L’imitation, l’émotion, la polarisation, la conspiration, le discrédit et la provocation : les six piliers de la désinformation selon « Bad News ». / DROG

Tout commence par un tweet énervé, dénonçant au choix les médias, le gouvernement ou les prétendus petits secrets de la communauté scientifique.

Puis, de fil en aiguille, notre internaute va, pour diffuser ses idées, se faire passer pour quelqu’un qu’il n’est pas, puis monter de toutes pièces un blog de désinformation qu’il va faire passer pour un média. Vingt minutes plus tard, le voilà agent actif d’une vaste entreprise de désinformation, dont chaque mot est suivi, répété, amplifié, par des dizaines de milliers de personnes.

La réalité de la création des « fake news » n’est peut-être pas si simple. On sait que se cachent souvent derrière les campagnes de désinformation des organes de propagande étatiques, ou des « usines à fausses informations » qui en ont cyniquement fait leur modèle économique.

Bad News, le jeu vidéo du collectif DROG, composé de journalistes et d’universitaires des Pays-Bas, n’a pas pour ambition d’entrer dans le détail des motivations des créateurs de fausses informations, mais plutôt d’apprendre à les identifier – pour mieux les ignorer. Initialement sorti en néerlandais en novembre, il est disponible en anglais depuis mardi 20 février.

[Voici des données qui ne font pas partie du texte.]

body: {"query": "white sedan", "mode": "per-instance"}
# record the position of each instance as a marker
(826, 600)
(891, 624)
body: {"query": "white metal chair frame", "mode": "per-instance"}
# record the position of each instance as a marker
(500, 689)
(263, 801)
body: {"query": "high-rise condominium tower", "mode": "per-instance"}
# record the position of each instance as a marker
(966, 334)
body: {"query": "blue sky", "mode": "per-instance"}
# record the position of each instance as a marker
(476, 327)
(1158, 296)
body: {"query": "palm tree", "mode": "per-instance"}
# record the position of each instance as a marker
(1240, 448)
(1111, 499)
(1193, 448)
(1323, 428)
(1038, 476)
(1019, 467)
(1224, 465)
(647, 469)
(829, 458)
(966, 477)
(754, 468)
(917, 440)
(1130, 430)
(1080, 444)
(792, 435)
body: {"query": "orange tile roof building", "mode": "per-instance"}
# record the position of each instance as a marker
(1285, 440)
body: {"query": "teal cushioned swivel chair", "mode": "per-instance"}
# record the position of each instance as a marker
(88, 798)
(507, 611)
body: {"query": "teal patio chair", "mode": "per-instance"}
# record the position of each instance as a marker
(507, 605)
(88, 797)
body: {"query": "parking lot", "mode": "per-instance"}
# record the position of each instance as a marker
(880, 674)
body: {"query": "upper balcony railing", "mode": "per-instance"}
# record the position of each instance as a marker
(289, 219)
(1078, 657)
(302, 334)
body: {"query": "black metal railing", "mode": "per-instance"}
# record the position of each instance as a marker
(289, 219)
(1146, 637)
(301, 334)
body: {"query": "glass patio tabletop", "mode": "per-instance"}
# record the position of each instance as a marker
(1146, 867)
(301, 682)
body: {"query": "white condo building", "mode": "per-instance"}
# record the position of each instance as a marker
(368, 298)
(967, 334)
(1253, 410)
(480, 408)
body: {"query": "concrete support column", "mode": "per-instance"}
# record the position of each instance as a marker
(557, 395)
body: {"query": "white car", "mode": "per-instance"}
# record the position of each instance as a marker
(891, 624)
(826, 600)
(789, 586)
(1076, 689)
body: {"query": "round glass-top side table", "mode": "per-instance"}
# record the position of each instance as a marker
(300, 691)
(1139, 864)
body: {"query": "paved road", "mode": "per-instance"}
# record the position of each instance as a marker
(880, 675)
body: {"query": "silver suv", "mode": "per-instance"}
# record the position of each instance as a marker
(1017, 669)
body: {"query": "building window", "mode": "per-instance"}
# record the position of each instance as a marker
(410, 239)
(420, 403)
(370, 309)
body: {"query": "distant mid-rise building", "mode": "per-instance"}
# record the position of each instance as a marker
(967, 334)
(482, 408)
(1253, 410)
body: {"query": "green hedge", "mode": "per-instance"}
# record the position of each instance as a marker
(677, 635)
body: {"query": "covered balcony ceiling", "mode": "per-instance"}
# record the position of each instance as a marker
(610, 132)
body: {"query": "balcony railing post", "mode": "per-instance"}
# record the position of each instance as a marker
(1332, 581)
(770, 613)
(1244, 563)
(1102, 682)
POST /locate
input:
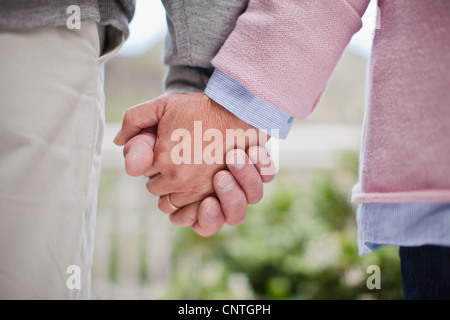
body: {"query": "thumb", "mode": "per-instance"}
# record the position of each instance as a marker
(142, 116)
(138, 153)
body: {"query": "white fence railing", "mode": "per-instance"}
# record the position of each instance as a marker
(132, 253)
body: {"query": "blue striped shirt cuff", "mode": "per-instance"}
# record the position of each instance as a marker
(231, 95)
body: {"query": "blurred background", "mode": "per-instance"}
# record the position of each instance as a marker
(299, 242)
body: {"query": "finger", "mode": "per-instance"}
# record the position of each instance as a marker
(246, 175)
(142, 116)
(186, 216)
(158, 186)
(164, 205)
(232, 198)
(262, 162)
(138, 153)
(179, 199)
(210, 218)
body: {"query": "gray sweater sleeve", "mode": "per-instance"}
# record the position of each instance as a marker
(197, 30)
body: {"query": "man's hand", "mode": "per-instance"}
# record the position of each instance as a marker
(235, 188)
(187, 183)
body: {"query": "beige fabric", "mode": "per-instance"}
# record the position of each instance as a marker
(51, 125)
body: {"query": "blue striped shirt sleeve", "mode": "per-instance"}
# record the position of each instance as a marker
(234, 97)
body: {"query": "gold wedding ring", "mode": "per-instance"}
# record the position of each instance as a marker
(171, 204)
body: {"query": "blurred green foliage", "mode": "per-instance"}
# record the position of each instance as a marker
(298, 243)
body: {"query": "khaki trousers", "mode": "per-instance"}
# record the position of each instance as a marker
(51, 126)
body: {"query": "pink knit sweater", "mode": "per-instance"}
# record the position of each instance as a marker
(285, 51)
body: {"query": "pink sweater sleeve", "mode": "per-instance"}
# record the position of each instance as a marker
(283, 52)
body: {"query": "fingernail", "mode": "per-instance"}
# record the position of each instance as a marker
(117, 139)
(225, 183)
(212, 210)
(239, 161)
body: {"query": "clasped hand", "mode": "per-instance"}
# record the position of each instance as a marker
(196, 152)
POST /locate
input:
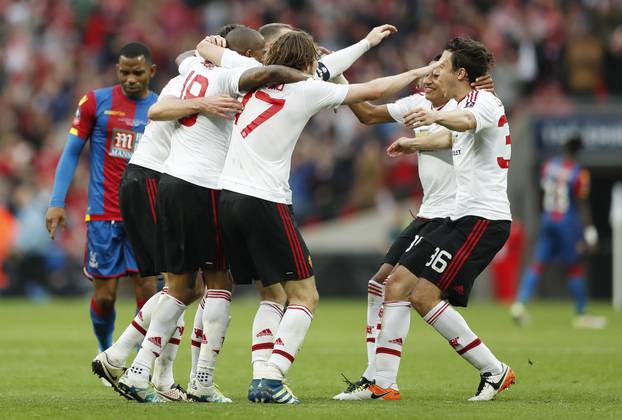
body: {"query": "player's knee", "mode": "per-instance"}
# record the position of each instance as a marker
(105, 301)
(274, 294)
(383, 273)
(219, 280)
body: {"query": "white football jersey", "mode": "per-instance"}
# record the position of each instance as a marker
(155, 143)
(231, 59)
(265, 134)
(481, 160)
(436, 170)
(199, 146)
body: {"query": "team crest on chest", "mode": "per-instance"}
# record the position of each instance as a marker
(123, 142)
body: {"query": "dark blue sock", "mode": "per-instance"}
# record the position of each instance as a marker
(103, 324)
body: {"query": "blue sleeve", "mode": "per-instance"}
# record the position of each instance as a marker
(65, 170)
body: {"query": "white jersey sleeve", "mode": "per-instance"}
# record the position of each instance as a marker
(323, 95)
(155, 143)
(485, 109)
(231, 59)
(401, 107)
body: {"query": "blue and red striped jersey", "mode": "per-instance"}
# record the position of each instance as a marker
(113, 123)
(564, 183)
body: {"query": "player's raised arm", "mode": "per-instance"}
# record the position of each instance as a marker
(212, 48)
(172, 108)
(78, 134)
(269, 75)
(439, 140)
(384, 86)
(459, 120)
(334, 64)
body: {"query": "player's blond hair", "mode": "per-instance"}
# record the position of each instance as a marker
(294, 49)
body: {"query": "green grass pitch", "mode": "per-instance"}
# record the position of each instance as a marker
(45, 354)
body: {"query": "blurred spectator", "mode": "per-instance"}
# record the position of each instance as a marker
(55, 50)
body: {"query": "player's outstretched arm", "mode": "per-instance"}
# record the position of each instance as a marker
(55, 215)
(458, 120)
(172, 108)
(269, 75)
(439, 140)
(337, 62)
(384, 86)
(370, 114)
(366, 112)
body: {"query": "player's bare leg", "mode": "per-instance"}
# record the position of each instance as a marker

Comment allez-vous nommer votre site Internet ? / DROG

Jouer le méchant

Ce n’est pas la première initiative du genre : on pourrait citer le quiz que proposait la Radio Télévision Suisse le 15 février dernier. Mais à la différence de ces jeux ouvertement didactiques, Bad News prend le contre-pied et propose de se mettre dans la peau de ceux qui sont décrits comme les « méchants ». Ceux qui vont sciemment répandre rumeurs, contre-vérités et pures inventions dans le but d’acquérir le maximum d’influence.

Une sorte de jeu de rôle très simple dans lequel le joueur est confronté à une succession de questions à choix multiples. Allez-vous vous faire passer pour une personnalité ou créer votre propre média ? Publier une information fausse ou tenter de transformer en scandale national une anecdote triviale ? Allez-vous blâmer le gouvernement ou les entreprises ? Jouer la carte de la peur ou celle de la colère ? En faire un « mème » ou un article ? Faire appel à de faux comptes Twitter ou trafiquer une photo ?

Le but du jeu : amasser le plus d’abonnés, tout en essayant de préserver une fragile crédibilité. L’affaire est entendue en une vingtaine de minutes, mais ce faisant, Bad News décortique ce qu’il identifie (en s’inspirant d’un rapport de l’OTAN sur le sujet) comme les six principales mécaniques de la création de fausses informations : l’imitation, l’émotion, la polarisation, la conspiration, le discrédit et la provocation.

Le but du jeu : amasser un maximum d’abonnés sans menacer votre fragile crédibilité. / DROG

L’idée des Néerlandais est de s’inspirer de la « théorie de l’inoculation », telle d’édictée par la psychologie sociale dans les années 1960. Avec l’idée qu’être confronté à une fausse information « neutralisée », car s’inscrivant dans un contexte ludique et fictif, permet de mieux se préparer à de la véritable désinformation.

« On pourrait comparer ça à un vaccin contre les infos trompeuses, expliquent les développeurs sur le site de Bad News. Si vous êtes capables de les reconnaître, vous pouvez y résister. »

Autre parti pris de DROG, qui ne fera peut-être pas l’unanimité : celui de renvoyer dos à dos les manipulateurs de tous bords et les complotistes de toutes sensibilités, qu’ils soient progressistes ou d’extrême droite, bien ou mal intentionnés, anti-OGM ou anti-vaccins, pourfendeurs des brutalités policières ou incrédules face au réchauffement climatique.

Sans doute, toujours, dans une volonté de déconnecter la démarche des manipulateurs de leurs objectifs, comme pour toucher davantage de joueurs potentiels, quelles que soient leurs opinions.

Jouable gratuitement sur getbadnews.com (en anglais).

L’avis de Pixels

On a aimé :

  • les mécanismes de la désinformation disséqués ;
  • un jeu de rôle à la fois très simple et bien fichu ;
  • jouer les méchants : didactique sans faire d’angélisme.

On n’a pas aimé :

  • en anglais seulement (ou alors en néerlandais si vous insistez) ;
  • finalement, assez peu de changements d’une partie à l’autre.

C’est pour vous si :

  • vous voulez comprendre comment ça marche ;
  • vous avez un tonton ou une cousine qui en aurait bien besoin.

Ce n’est pas pour vous si :

  • vous ne parlez pas anglais (ni néerlandais) ;
  • vous cherchez une lecture plus politique que didactique du phénomène.